İş yerinde “bulunamayan yemek” bahanesiyle ne kadar devam edebilirsiniz? Bir ömür mü? Yapmayın, her gün yiyebileceğiniz pratik ama sağlıklı alternatifler üzerine düşünmek, bulamadıysak bir diyetisyen ile size özel alternatifler oluşturmak mümkün…

Danışanlarım sık sık teyit etmek için soruyor: “Ayy size ne zor! Siz hep böyle besleniyorsunuz değil mi?” Cevap veriyorum: Evet, lakin öyle sandığınız kadar zor ve keyifsiz değil.

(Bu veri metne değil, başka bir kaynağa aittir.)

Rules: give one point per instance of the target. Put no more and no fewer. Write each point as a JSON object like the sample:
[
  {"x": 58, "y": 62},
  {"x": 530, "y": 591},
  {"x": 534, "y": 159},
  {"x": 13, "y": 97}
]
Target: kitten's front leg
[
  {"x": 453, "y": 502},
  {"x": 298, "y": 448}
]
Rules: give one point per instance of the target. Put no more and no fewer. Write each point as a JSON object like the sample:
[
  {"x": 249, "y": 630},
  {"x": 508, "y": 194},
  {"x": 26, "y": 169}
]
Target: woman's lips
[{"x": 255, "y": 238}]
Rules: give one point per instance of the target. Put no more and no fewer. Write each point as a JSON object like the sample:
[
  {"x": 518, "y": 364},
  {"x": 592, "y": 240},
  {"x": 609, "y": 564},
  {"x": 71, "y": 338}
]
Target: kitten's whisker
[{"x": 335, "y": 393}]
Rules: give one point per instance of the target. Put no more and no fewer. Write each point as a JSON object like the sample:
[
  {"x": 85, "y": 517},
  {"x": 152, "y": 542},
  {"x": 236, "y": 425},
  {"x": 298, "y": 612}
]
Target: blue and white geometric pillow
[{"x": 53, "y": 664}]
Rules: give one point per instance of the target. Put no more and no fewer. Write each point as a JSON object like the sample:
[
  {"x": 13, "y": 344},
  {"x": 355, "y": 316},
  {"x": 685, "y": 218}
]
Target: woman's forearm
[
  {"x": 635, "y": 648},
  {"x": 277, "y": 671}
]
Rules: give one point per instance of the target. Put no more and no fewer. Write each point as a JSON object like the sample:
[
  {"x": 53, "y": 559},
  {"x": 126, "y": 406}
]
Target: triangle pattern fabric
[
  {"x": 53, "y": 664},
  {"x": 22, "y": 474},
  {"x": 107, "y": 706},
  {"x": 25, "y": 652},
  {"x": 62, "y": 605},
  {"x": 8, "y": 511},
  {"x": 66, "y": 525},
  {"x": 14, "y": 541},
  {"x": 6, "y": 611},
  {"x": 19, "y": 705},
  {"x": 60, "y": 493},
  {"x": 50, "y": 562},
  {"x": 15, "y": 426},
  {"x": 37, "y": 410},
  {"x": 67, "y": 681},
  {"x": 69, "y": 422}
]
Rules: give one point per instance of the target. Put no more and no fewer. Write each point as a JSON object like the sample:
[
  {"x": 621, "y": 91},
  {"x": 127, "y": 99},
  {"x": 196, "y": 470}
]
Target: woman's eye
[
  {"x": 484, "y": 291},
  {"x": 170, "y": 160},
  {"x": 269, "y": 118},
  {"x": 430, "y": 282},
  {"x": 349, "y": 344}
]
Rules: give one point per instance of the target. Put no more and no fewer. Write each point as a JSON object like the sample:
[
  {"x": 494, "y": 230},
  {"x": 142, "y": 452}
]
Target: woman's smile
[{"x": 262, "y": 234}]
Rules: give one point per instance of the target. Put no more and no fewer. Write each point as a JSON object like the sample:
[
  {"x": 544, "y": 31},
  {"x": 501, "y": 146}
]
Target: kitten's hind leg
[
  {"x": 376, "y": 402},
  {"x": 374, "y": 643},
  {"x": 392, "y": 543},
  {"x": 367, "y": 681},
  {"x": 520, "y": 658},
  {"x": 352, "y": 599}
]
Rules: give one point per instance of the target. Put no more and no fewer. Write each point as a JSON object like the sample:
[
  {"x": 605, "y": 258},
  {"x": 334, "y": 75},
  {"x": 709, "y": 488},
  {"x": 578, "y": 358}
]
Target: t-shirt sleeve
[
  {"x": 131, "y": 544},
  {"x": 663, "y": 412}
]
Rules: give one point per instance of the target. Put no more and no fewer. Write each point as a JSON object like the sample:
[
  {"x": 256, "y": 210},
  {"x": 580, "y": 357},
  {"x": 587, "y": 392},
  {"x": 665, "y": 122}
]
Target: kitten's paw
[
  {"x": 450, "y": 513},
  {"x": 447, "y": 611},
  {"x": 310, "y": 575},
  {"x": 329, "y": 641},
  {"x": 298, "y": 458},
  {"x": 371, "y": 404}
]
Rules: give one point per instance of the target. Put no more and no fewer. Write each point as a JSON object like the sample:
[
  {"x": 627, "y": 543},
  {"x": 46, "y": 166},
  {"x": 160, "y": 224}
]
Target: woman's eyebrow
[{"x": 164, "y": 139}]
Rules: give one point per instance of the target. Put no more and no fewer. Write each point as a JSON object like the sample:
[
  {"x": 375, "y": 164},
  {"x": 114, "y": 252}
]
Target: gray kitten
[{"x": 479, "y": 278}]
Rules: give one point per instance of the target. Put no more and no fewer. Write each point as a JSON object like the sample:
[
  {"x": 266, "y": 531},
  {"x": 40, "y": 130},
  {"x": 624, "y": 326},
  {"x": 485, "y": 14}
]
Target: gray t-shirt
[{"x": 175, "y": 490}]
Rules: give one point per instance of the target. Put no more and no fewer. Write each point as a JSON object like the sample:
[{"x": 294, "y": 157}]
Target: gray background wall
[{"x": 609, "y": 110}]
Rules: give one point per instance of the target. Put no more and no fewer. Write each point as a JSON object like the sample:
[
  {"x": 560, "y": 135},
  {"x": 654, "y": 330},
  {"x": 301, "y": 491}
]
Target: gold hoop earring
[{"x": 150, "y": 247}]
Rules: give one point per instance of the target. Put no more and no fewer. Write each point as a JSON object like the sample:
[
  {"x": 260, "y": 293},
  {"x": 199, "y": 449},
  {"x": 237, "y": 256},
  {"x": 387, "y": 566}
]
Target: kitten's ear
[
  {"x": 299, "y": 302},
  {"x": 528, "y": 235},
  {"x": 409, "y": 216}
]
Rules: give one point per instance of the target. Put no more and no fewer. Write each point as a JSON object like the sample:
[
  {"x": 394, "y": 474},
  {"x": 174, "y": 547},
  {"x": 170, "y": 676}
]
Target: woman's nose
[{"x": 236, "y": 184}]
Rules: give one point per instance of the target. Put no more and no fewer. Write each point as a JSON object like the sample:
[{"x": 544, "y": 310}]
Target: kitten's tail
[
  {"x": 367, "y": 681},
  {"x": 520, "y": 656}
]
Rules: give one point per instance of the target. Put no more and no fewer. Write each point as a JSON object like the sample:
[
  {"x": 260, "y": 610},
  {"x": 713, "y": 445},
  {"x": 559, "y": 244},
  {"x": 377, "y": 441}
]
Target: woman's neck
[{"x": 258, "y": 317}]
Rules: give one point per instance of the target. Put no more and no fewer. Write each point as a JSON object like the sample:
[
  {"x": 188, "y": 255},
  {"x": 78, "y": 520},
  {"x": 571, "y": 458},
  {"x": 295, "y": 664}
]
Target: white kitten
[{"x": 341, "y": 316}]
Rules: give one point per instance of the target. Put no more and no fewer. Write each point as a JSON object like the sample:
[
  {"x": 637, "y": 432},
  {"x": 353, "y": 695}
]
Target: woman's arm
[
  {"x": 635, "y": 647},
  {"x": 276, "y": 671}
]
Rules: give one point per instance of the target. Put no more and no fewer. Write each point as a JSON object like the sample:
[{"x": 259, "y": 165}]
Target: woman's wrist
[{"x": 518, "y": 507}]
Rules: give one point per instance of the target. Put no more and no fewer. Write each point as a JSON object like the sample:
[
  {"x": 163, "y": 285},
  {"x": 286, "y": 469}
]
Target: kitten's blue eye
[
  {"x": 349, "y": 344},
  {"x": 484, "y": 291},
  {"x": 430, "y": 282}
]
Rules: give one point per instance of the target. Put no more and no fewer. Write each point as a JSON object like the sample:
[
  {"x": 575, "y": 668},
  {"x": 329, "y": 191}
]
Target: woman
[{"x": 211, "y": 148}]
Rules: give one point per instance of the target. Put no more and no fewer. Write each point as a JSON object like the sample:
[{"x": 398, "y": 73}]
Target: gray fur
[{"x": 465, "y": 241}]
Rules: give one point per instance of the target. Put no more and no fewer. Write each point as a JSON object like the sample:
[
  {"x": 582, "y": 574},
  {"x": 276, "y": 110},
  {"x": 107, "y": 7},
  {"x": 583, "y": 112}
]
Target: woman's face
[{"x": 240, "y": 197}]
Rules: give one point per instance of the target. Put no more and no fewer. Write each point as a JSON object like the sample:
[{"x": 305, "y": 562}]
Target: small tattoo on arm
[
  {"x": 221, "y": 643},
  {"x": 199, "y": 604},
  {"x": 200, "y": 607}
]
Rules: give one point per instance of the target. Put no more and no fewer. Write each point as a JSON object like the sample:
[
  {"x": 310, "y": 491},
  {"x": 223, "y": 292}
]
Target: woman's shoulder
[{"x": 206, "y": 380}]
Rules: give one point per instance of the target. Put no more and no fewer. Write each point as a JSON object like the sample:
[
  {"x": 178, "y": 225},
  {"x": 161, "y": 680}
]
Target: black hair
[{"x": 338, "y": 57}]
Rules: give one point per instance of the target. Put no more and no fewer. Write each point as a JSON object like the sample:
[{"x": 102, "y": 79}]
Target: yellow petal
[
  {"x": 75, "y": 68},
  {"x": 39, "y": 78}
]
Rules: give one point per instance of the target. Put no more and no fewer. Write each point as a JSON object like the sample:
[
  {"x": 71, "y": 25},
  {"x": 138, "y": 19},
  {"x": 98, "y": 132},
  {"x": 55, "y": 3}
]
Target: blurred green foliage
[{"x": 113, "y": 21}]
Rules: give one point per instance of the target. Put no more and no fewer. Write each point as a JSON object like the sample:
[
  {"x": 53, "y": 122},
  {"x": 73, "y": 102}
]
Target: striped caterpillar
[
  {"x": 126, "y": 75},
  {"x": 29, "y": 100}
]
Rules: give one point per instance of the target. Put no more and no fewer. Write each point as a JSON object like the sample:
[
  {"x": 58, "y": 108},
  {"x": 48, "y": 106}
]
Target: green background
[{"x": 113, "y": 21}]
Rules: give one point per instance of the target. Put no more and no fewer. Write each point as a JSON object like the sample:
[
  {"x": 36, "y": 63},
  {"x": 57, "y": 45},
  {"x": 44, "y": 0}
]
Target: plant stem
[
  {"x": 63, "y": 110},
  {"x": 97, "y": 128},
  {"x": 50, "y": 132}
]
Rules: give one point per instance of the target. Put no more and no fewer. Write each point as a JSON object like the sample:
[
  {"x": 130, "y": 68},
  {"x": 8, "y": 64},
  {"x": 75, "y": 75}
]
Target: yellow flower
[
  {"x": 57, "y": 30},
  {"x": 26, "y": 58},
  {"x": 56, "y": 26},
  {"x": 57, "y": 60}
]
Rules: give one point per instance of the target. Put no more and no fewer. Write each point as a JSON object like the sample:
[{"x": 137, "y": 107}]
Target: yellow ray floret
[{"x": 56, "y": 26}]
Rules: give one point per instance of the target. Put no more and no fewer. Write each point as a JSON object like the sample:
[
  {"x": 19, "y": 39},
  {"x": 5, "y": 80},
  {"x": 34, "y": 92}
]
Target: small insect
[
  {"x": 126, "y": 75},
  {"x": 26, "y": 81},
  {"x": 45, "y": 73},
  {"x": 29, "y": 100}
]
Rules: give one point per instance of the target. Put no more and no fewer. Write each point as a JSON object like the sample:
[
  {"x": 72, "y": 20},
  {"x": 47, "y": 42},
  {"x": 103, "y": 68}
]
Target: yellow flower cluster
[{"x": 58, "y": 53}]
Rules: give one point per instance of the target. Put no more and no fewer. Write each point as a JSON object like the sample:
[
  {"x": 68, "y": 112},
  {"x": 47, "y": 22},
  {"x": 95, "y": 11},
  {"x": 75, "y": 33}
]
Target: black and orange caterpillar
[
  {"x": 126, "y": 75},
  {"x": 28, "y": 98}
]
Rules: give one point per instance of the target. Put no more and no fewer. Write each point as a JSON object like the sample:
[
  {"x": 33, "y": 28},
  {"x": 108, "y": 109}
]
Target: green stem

Ben yediklerime dikkat ediyorum, yediklerim de bana, bakış açınızı değiştirmediğiniz için bahaneler üretiyorsunuz aslında, bunun zor ve keyifsiz olduğunu düşünüp yaşamınızda değişiklik yapmak istemiyorsunuz, yanlışsam söyleyin…

Nasıl bakarsanız öyle görürsünüz; tabağınızdaki yiyeceklerle “haydi gel beni gerçekten besle” diye konuştuğunuzda, yani onları gerçek bir gözle gördüğünüzde hem ruhunuz hem de bedeniniz doyacak…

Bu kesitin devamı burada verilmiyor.